Clearly not the opening he was expecting. “Of course I do.”
“We had grown up in the same neighborhood, only a few blocks apart. Only a year apart at school, although it might as well be ten years when the girl is older. Then, at least. Rachel’s Joshua is almost two years younger than she is. You were handsome, too. Yet I looked right through you. I only had eyes for Felix, as the song said.”
“That wasn’t the song, though. It was ‘Hold Me, Thrill Me, Kiss Me, Bill Me.’ The lawyers’ anthem.” Making a small joke, out of bravado.
“So you remember?”
“Well, you and Felix told the story so many times, it’s hard to forget.”
“You were always there.

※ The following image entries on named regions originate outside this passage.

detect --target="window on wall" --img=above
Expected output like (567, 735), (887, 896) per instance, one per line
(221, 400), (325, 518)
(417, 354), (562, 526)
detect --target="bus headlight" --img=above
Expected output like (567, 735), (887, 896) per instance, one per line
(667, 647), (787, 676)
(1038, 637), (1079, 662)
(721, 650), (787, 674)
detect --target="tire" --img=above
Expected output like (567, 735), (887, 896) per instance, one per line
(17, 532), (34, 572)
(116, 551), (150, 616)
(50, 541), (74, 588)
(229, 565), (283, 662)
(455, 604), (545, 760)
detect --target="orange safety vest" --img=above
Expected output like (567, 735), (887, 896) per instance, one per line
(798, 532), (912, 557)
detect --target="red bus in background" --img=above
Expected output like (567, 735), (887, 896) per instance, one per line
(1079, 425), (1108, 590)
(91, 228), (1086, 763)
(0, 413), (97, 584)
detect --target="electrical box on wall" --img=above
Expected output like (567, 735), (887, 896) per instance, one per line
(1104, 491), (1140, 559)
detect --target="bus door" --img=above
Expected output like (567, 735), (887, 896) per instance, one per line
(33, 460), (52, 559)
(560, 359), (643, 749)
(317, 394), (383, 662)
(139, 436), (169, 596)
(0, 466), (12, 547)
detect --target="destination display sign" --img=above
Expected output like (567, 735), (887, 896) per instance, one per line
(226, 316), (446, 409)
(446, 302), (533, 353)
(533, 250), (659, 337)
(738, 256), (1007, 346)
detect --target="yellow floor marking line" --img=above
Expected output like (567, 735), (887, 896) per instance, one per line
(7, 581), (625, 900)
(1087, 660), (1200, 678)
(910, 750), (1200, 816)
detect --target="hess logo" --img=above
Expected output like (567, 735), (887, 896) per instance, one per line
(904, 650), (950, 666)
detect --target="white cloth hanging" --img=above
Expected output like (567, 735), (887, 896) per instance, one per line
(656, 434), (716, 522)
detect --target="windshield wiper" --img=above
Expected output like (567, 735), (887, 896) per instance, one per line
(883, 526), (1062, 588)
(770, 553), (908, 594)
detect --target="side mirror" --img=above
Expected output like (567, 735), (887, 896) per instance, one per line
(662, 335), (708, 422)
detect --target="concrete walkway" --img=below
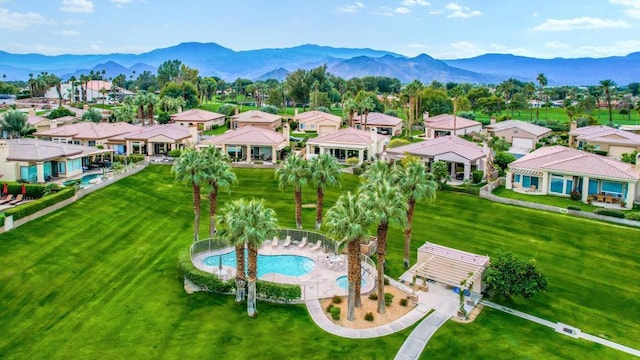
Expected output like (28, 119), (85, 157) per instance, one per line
(482, 300), (640, 357)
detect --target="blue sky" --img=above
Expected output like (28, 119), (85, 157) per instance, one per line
(0, 0), (640, 59)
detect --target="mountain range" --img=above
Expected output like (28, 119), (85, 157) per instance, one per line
(0, 42), (640, 86)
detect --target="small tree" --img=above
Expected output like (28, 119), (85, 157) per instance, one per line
(483, 253), (547, 298)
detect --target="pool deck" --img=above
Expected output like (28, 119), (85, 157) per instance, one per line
(193, 240), (376, 301)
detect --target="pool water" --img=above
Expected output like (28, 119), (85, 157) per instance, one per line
(202, 250), (316, 279)
(336, 275), (366, 289)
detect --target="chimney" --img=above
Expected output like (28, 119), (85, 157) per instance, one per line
(282, 123), (291, 146)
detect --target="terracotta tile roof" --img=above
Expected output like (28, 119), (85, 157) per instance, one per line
(199, 126), (286, 146)
(485, 120), (551, 136)
(509, 146), (640, 181)
(34, 122), (140, 140)
(424, 114), (482, 130)
(307, 128), (388, 145)
(109, 124), (191, 142)
(353, 113), (402, 126)
(569, 125), (640, 146)
(7, 139), (113, 161)
(231, 110), (282, 123)
(171, 109), (224, 122)
(293, 110), (342, 124)
(385, 135), (486, 161)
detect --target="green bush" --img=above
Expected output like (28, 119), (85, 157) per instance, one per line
(178, 249), (235, 294)
(364, 312), (373, 321)
(5, 187), (76, 220)
(624, 211), (640, 221)
(329, 306), (340, 320)
(384, 293), (393, 306)
(593, 209), (624, 219)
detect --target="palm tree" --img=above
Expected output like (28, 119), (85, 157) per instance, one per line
(600, 79), (616, 126)
(325, 192), (371, 321)
(364, 180), (407, 314)
(398, 161), (438, 268)
(275, 155), (309, 229)
(171, 149), (206, 242)
(202, 146), (238, 237)
(225, 199), (278, 317)
(309, 153), (340, 230)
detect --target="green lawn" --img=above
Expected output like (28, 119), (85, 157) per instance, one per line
(0, 165), (640, 359)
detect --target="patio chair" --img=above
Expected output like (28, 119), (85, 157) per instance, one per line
(298, 236), (307, 248)
(9, 194), (24, 205)
(0, 194), (13, 204)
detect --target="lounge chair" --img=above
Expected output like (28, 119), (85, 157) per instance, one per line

Always there.”
“Yes, I’ve tried to be there for you and the girls.”
“No, I mean before. We went everywhere together. Felix and Bambi, Bert and Lorraine. She’s a good person, Felix. She really is. A good mother, a good wife.”
“She is.”
“And you were there when Felix met Julie, weren’t you? You were with Tubby when he ‘discovered’ Julie, suggested he take her to the club. You knew Felix’s type by then. He liked them long and leggy. You know, as a contrast. I was many things, but long and leggy isn’t one of them.”
“Bambi, I didn’t condone what Felix did at all. Not at all. I’m not that kind of a guy.”
“Really? You never cheated on Lorraine, not even once?”
“No.”
“Not even in your head?”
He sighed. “Bambi, what is this about?”
“It’s about alibis, Bert. Yours and mine. That was the word you used. You have a perfect alibi. I mean, I know it’s a legal term, but it just struck me a little while ago. Yes, I did. And so did you. Rachel would have, too, if she could have borne to come to the beach that weekend, but she was moping. We all had such perfect alibis. You saw to that. The elaborate party for Lorraine-a surprise for her forty-first birthday, thrown after the actual date, pulled together in just a matter of days. Because, you said, that’s the only way to keep a surprise. I’ve never seen you do anything like it.”